Hacker News new | ask | show | jobs
by somebodynew 1588 days ago
It looks like the principle is that a machine learning model trained on the combined output of four different kinds of gas sensors can discover correlations between unintentional characteristics of the sensors. For example, the manufacturer of an ethanol or nitrogen dioxide sensor is not going to specify anything about how it responds to vanillin, but it seems plausible to me that the relationship between their responses contains some hidden information that could help to discriminate between vanillin and eugenol. With enough different sensors, there's quite a bit of information to be found in mining their undefined behavior.

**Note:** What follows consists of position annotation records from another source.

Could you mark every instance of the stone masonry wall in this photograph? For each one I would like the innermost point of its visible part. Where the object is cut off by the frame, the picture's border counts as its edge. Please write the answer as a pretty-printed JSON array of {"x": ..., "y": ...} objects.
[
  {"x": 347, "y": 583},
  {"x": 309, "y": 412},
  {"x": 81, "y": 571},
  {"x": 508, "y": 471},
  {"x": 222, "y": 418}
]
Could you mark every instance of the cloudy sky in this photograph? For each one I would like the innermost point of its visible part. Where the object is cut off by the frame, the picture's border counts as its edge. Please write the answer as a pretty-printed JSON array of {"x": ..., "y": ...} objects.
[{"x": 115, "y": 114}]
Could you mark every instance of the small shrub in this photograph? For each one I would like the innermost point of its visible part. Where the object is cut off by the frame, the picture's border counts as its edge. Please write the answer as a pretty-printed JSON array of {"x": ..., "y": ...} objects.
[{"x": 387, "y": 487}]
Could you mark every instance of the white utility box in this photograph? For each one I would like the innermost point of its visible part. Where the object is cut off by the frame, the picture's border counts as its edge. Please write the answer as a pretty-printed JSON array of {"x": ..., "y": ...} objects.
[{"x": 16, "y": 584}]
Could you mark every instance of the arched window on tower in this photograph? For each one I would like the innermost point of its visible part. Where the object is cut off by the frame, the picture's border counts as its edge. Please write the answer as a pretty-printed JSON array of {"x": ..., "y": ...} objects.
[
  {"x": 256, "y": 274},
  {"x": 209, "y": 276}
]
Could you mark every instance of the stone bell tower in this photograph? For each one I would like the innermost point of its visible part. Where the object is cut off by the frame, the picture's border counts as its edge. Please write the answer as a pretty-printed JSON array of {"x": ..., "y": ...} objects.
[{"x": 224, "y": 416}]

That is to say, you can treat the sensor reading as being completely meaningless and skip interpreting it as indicating VOC levels. You're just using the sensors as black boxes that produce arbitrary values with the property that exposure to organic vapor changes the output "somehow", and letting model training find some meaning in it.

2 comments

> With enough different sensors, there's quite a bit of information to be found in mining their undefined behavior.

It sounds like you would need to be exceptionally careful that your meta-process didn't "find" some signal in pure noise (via re-using test sets and so on).

> It sounds like you would need to be exceptionally careful that your meta-process didn't "find" some signal in pure noise (via re-using test sets and so on).

It sounds like you’re actually talking about ordinary levels of carefulness in this (ML) context.

That would be great. I'm no ML expert, but my impression was that standards varied widely from team to team.
Does this mean that each sensor cluster has to be trained independently?
When this technique is performing at its best, I would expect so. The old story of the evolved FPGA comes to mind: https://www.damninteresting.com/on-the-origin-of-circuits/

You're intentionally depending on the "personality" of each gas sensor to get data measuring unknown features, so you can't expect consistency from sample to sample. Anything that was completely portable between different sensors would inherently be less powerful.

Most high-accuracy systems incorporate an onboard calibration target of some kind. Could be a gas cell (either sealed or consumable) or a special lamp etc. Or you buy an instrument that comes with calibration coefficients from the manufacturer. For example if you sell spectrometers, you put in the grating and manually adjust it for the desired range. This is the case for cheaper instruments (eg Ocean Optics) as well as expensive bespoke systems which are all hand built. Even if the grating and mirror mounts are fixed, the tolerance in manufacturing is rarely good enough that calibration isn't required. It's way cheaper to do some relatively low accuracy machining and then just epoxy all the screws down.

In this case you'd probably calibrate each sensor to a standard chemical sample and then use the calibration output. You could train on that, not the raw samples and then you have a model that works on all devices.